Advocate General of the CJEU supports access to evidence in competition damages claims for consumer organisations in the Meliá Hotels case

On 12 June 2025, Advocate General Szpunar delivered his opinion in Case C-286/24 (Meliá Hotels International), in which the Portuguese Supreme Court asked clarification regarding the threshold for a consumer association to obtain access to evidence prior to the introduction of an action for damages under competition law.

 

This opinion fits into the broader context of consumer associations’ access to justice in the EU. This case concerns the interpretation of the Damages Directive (Directive 2014/104). Unlike the Representative Actions Directive (Directive 2020/1828), which facilitates access to justice of consumer organisations in consumer law matters, the Damages Directive does not in itself provide for collective redress mechanisms. Instead, it leaves questions of standing and procedural mechanisms to national law. In this case however, the action is brought by a Portuguese consumer association. The forthcoming decision of the CJEU will therefore impact access to evidence of consumer associations in competition damages claims.

 

The dispute pending before the Portuguese courts arose following the introduction of a special action by the Portuguese consumer association, Ius Omnibus, to request the disclosure of evidence held by Meliá, said to be necessary to show harm to Portuguese consumers caused by Meliá’s anticompetitive conducts. Meliá’s violation of EU competition law through restrictions of active and passive sales of accommodation in Meliá’s hotels was sanctioned by the European Commission by decision of 21 February 2020. Ius Omnibus’ action for access to evidence was introduced before the introduction of an action for damages on the merits. Under Article 5(1) of the Damages Directive, national courts must be able to order the disclosure of evidence where the claimant has shown that its claim for damages was sufficiently plausible. The questions referred by the Supreme Court of Portugal relate to the interpretation of that provision.

 

In his opinion of 12 June 2025, Advocate General Szpunar first confirms that, in his view, requests for disclosure of documents fall within the scope of the Damages Directive even where the request for access to evidence is brought before the introduction of an action for damages on the merits, provided that the action for access to evidence is brought in accordance with national law.
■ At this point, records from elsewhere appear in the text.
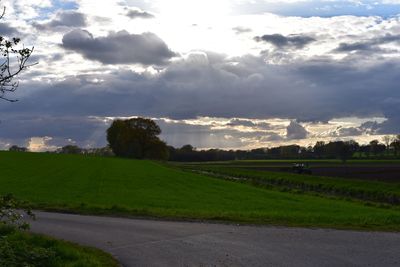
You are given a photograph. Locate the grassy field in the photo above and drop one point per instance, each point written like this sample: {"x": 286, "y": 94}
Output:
{"x": 145, "y": 188}
{"x": 24, "y": 249}
{"x": 357, "y": 189}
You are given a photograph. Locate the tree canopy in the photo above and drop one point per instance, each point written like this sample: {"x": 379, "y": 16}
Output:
{"x": 136, "y": 138}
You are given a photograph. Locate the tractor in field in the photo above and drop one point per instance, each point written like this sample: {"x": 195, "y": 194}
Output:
{"x": 301, "y": 168}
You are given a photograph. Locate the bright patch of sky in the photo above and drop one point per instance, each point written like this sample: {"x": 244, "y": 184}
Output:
{"x": 227, "y": 73}
{"x": 327, "y": 8}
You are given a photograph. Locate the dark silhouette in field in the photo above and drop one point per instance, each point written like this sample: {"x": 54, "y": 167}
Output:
{"x": 136, "y": 138}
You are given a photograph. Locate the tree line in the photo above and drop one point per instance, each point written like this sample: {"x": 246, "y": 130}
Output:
{"x": 138, "y": 138}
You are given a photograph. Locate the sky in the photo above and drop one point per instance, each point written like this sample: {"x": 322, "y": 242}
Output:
{"x": 230, "y": 74}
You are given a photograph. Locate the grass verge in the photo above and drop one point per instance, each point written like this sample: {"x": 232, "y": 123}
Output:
{"x": 19, "y": 248}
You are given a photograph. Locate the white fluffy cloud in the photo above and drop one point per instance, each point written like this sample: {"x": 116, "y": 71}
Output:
{"x": 247, "y": 68}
The Advocate General then moves on to interpreting the requirement, under Article 5(1) of the Damages Directive, that the claim for damages must be plausible to order the disclosure of evidence.

 

First, Advocate General Szpunar takes the view that the existence of a decision of a competition authority (in this case a decision of the European Commission) finding an infringement of competition law cannot constitute the exclusive basis to conclude to the plausibility of the claim for damages. While such an infringement decision requires the national court to accept the existence of an infringement, national courts must take into account other factual circumstances pointing towards the existence of a damage and a causal link between the damage and the infringement, including the seriousness of the infringement. This is true even though the decision is a vertical restriction by object as, unlike what is the case for cartels, there is no presumption of harm for these types of practices under EU law or under Portuguese law.

 

Second, the Advocate General considers that while Article 5(1) of the Damages Directive requires the claimant to bring evidence supporting the plausibility of its claim for damages in order to obtain the disclosure of evidence, this does not require showing that harm to consumers is more likely than not. The Advocate General makes clear that Member States cannot impose stricter requirements than the Damages Directive with respect to access to evidence. He considers that it must be “reasonably acceptable” that the conditions for liability for a competition law infringement have been met. Moreover, the standard of proof required to show that the claim for damages is plausible cannot be too complex or costly. The claimant should in that sense be able to satisfy the required degree of plausibility to obtain access to evidence on the basis of available facts and evidence, even if information is partial of incomplete.

 

The opinion of Advocate General seems to point towards establishing a low threshold for the plausibility test required in the context of access to evidence requests in competition damages claims. If the CJEU follows the AG’s opinion, this should help facilitate the work of consumer associations in competition damages claims, which will at the preliminary stage only have to show plausible harm to consumers in order to substantiate their access to evidence requests. This reasoning does however not apply to the next phase of the procedure on the merits where the individual harm must be effectively proven and quantified. The decision of the CJEU could also impact other sectors, such as, for instance, future cases concerning the imposition of fines by the European Commission under the Digital Markets Act (Regulation 2022/1925). The latter is included in Annex I of the Representative Actions Directive, which allows, in its Article 18, for disclosure of evidence to qualified entities representing consumers.